It was not supposed to be like this, I thought to myself as I entered the three story cement underground car park. This pregnancy was supposed to be OK. Emily had been slightly early, but Alexandra had come into this world without a hitch. I had even given away my preemie clothes.
There were no spaces in the dimly lit car park — not unusual at this time in the morning when the staff was changing over. I spotted a heavy set dark haired woman in a blue uniform, probably a nurse just getting off her shift. She pointed to a small red Honda ahead and I raised my hand in thanks, though I didn’t feel thankful.
All I had felt since last Tuesday was a heavy shadow following me that wouldn’t go away no matter how hard I tried, like the time I had impulsively taken a pair of ruby red Barbie shoes from my best friend when I was eight. I knew it was wrong, and when my mother found out, she grabbed my hand and marched me next door and made me apologise in front of my friend and her mother.
I pulled into the spot and started to get out of the car, then remembered the blanket and turned round to get it. Head down, I made my way to the lift on autopilot.
“Sorry,” the words popped out without thinking. In my haste I had nearly ran into a heavily pregnant woman on my mission. “I didn’t see you,” I said trying not to stare at her tummy, which looked as if a basket ball were neatly tucked beneath.
“No worries,” she said, putting a hand on her bump, the annoying way that heavily pregnant woman do. She was wearing a brightly coloured cotton floral “Stage 3” dress from the Gap. I had seen the same one on the web, and had ordered it, thinking it would look nice for Easter. It was still hanging in the closet, tags on.

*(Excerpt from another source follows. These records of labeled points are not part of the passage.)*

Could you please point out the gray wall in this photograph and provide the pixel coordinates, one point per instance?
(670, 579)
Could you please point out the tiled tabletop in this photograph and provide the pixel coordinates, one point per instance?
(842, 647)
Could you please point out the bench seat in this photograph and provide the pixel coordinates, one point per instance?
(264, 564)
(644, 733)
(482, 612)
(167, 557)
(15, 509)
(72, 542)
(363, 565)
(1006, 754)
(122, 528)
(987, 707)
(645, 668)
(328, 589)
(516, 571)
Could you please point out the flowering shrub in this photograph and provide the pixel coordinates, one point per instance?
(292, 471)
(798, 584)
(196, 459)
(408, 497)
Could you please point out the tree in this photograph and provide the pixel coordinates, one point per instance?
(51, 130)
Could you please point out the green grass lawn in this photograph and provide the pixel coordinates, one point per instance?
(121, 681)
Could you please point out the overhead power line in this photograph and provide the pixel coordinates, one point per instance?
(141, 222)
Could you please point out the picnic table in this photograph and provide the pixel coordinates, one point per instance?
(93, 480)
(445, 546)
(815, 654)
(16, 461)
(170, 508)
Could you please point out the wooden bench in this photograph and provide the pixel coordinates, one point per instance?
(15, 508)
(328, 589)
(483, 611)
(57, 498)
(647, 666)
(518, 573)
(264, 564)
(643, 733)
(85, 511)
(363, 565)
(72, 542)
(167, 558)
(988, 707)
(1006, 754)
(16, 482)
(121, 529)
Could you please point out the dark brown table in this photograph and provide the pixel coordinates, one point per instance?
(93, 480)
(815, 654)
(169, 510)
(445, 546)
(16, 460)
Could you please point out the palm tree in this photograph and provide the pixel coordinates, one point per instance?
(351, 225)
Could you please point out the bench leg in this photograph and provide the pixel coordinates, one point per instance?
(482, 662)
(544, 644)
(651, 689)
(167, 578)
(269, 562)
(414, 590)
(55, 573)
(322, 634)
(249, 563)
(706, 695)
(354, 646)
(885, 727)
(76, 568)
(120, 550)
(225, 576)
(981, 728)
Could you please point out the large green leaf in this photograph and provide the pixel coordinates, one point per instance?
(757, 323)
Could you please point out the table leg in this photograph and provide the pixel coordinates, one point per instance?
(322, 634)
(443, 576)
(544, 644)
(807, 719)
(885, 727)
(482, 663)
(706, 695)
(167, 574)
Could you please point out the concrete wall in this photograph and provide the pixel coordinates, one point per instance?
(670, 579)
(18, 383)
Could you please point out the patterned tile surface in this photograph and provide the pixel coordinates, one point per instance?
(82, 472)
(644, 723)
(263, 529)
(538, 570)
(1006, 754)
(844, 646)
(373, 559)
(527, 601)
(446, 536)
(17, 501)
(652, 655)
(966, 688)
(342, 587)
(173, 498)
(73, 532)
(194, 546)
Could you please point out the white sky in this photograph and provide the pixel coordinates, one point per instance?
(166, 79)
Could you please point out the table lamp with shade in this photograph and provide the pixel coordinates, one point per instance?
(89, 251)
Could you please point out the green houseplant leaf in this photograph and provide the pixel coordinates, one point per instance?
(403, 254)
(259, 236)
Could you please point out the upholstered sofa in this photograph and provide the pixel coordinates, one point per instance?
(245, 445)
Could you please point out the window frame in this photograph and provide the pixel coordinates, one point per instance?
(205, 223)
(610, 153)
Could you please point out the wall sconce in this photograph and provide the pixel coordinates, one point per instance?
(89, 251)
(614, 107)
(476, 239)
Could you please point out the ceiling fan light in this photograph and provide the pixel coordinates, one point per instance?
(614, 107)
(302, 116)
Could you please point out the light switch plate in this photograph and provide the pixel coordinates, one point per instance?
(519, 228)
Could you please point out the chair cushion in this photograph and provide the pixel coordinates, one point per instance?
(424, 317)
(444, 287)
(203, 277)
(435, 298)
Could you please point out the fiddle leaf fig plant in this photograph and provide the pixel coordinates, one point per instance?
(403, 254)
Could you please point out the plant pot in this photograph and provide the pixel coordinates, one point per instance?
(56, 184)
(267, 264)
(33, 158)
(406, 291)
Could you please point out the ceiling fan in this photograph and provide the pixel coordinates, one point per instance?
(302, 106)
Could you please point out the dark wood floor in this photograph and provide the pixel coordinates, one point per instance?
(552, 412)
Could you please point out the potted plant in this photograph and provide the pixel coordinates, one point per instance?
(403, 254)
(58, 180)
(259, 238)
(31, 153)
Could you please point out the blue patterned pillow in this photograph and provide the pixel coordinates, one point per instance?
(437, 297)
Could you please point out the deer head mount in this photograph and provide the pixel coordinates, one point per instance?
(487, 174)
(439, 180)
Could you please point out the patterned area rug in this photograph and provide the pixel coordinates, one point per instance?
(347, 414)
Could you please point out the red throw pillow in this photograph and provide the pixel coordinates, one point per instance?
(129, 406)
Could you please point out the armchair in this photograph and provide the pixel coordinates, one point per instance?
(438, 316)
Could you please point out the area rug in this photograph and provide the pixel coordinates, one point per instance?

We both got into the lift and I pressed the button for the 2nd floor, which housed the baby ward. On the left was the wing for mothers who had their babies tucked neatly next to them in a cot or suckling on their breast, I could just see their husbands coming to take the new family home, hands full of flower arrangements and a pink mylar ballon imprinted with “It’s a girl, while the mother eagerly waited with the infant in a cute outfit she had received as a gift from a baby shower. On the right was the NICU.
“Are you visiting a newborn?” the heavily pregnant woman asked brightly. “That’s a cute blanket,” she carried on without wanting an answer making polite conversation, her eyes on the bundle in my hands, “Handmade, is it?”
I stared at her blankly, then I remembered what I was holding. “Yes, my mother made it for my daughter.”
“You’re so lucky,” the pregnant woman droned, her hand still protective on her bump. “My mother can’t knit. I wish she could, those handknit blankets are so expensive…”
Thankfully the lift stopped and I nodded goodbye and walked the 10 steps to the entrance of the Neo Intensive Care Unit. I stopped to read the memo on the door, though I had read it every day the past week.
The Center for Disease Control has informed us that RSV season has officially started. Visitors to the NICU will be limited to immediate family only.
RSV, I have learned, is a particularly brutal virus. It is also very common. Though its symptoms are similar to a common cold, it is more serious for premature infants, starting as a runny nose, but then quickly turning into breathing problems in infants whose lungs are not yet fully developed.
I caught the eye of the receptionist, and she buzzed the door. I paused slightly, took a deep breath and opened the door. I entered a sort of holding room, a small room partitioned off from the ward by a large glass pane. I washed my hands with the surgical soap in a large double chrome sink, and then squirt the antibacterial wash into my hands. As I rubbed the cool liquid between my fingers, it evaporated, as if by magic, reassuring me that any lurking bacteria would be stopped dead in its tracks.
The lights in the NICU are always bright, no matter what time of the day. Proper lighting is needed in case of a procedure. I was not sure how the babies could sleep, the ward sounding more like a video arcade, with simultaneous muted conversations mingled with the constant beeping of monitor alarms.
Looking down the long row of isolettes, I could see a sea of multi-coloured baby blankets draped over the incubators to shield the babies from the harsh lights and the noisy room. Kept at 97F, the babies wear nothing but diapers and a cross-tie T-shirt inside, carefully chosen because the spider web of wires can easily slip through.
A few of the babies bizarrely looked like they were sunbathing, wearing what looked like sunglasses with IVF lights blaring from three sides. These babies had jaundice. Their little livers not working properly, their red blood cells breaking down and the resulting billiribin not leaving their gut, leaving their skin slightly yellow. I know this because yesterday Hannah was under the lamps with a billiribin score of 16.
I squeezed the nobby knit blanket in my hands and my eyes stopped where Hannah was yesterday.
I could feel my stomach in my throat.
The baby there was under a heat lamp but it was not my dark-haired Hannah.